Risk-Adjusted Performance

Very Weak

 
Weak
 
Strong
Over the last 90 days Hawkins has generated negative risk-adjusted returns adding no value to investors with long positions. In spite of conflicting performance in the last few months, the Stock's forward-looking signals remain very healthy which may send shares a bit higher in April 2025. The recent disarray may also be a sign of long period up-swing for the firm investors.

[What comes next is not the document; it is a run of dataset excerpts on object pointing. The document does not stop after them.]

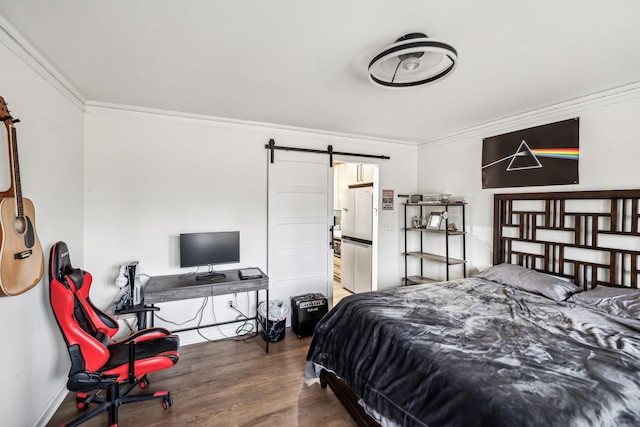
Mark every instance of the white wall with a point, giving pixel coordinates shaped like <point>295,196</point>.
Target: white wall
<point>152,176</point>
<point>34,361</point>
<point>609,152</point>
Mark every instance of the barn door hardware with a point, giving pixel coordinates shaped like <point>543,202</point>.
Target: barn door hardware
<point>271,146</point>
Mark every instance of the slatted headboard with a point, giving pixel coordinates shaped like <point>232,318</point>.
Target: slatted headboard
<point>590,237</point>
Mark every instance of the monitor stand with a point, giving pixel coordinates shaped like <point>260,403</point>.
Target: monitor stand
<point>210,275</point>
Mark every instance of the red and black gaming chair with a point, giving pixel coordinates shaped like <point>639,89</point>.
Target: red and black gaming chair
<point>97,362</point>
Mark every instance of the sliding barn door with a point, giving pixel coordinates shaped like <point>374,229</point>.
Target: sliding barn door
<point>300,258</point>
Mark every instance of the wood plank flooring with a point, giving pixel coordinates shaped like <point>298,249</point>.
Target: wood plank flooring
<point>231,383</point>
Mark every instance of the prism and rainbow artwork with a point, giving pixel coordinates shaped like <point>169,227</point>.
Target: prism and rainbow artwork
<point>542,155</point>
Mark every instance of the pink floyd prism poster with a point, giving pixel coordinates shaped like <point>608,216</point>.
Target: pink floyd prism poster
<point>542,155</point>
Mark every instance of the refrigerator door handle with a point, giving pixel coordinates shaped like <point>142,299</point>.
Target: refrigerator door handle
<point>331,238</point>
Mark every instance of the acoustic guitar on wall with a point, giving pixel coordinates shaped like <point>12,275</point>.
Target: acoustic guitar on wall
<point>21,258</point>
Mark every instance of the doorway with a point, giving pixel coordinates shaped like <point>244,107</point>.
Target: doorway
<point>355,208</point>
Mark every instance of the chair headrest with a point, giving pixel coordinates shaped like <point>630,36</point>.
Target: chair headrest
<point>60,262</point>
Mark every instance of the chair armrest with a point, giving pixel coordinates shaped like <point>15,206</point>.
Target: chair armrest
<point>86,381</point>
<point>138,309</point>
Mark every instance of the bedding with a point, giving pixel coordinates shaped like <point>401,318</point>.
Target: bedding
<point>474,352</point>
<point>618,301</point>
<point>553,287</point>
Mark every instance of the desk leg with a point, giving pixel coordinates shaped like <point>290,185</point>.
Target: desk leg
<point>153,323</point>
<point>266,321</point>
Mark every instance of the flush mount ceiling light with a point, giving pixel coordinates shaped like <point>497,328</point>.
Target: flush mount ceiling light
<point>412,60</point>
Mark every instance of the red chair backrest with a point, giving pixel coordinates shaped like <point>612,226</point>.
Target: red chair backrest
<point>81,323</point>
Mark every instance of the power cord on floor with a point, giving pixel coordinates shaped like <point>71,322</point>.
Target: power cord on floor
<point>242,331</point>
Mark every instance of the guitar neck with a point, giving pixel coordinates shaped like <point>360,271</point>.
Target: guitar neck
<point>16,172</point>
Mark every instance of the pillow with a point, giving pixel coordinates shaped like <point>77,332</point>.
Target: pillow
<point>623,302</point>
<point>533,281</point>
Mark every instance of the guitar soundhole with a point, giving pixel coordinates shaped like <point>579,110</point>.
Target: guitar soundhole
<point>20,225</point>
<point>23,226</point>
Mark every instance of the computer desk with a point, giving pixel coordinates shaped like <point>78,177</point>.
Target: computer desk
<point>177,287</point>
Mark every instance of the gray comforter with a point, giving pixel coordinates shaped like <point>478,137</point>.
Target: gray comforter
<point>474,352</point>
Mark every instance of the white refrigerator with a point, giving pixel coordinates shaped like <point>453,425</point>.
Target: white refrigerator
<point>356,223</point>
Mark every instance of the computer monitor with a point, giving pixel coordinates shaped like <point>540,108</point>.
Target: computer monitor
<point>200,249</point>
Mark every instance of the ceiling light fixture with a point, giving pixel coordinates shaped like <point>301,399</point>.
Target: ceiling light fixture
<point>412,60</point>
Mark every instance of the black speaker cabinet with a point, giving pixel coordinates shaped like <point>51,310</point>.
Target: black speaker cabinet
<point>306,312</point>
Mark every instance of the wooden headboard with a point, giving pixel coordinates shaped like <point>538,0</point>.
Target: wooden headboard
<point>590,237</point>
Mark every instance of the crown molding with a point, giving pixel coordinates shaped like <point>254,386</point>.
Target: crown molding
<point>558,111</point>
<point>13,40</point>
<point>121,110</point>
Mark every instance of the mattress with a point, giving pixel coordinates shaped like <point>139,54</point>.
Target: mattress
<point>474,352</point>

Oil Dri and Hawkins Volatility Contrast

   Predicted Return Density   
       Returns  

Pair Trading with Oil Dri and Hawkins

The main advantage of trading using opposite Oil Dri and Hawkins positions is that it hedges away some unsystematic risk. Because of two separate transactions, even if Oil Dri position performs unexpectedly, Hawkins can make up some of the losses. Pair trading also minimizes risk from directional movements in the market. For example, if an entire industry or sector drops because of unexpected headlines, the short position in Hawkins will offset losses from the drop in Hawkins' long position.
The idea behind Oil Dri and Hawkins pairs trading is to make the combined position market-neutral, meaning the overall market's direction will not affect its win or loss (or potential downside or upside). This can be achieved by designing a pairs trade with two highly correlated stocks or equities that operate in a similar space or sector, making it possible to obtain profits through simple and relatively low-risk investment.
Check out your portfolio center.
Note that this page's information should be used as a complementary analysis to find the right mix of equity instruments to add to your existing portfolios or create a brand new portfolio. You can also try the Performance Analysis module to check effects of mean-variance optimization against your current asset allocation.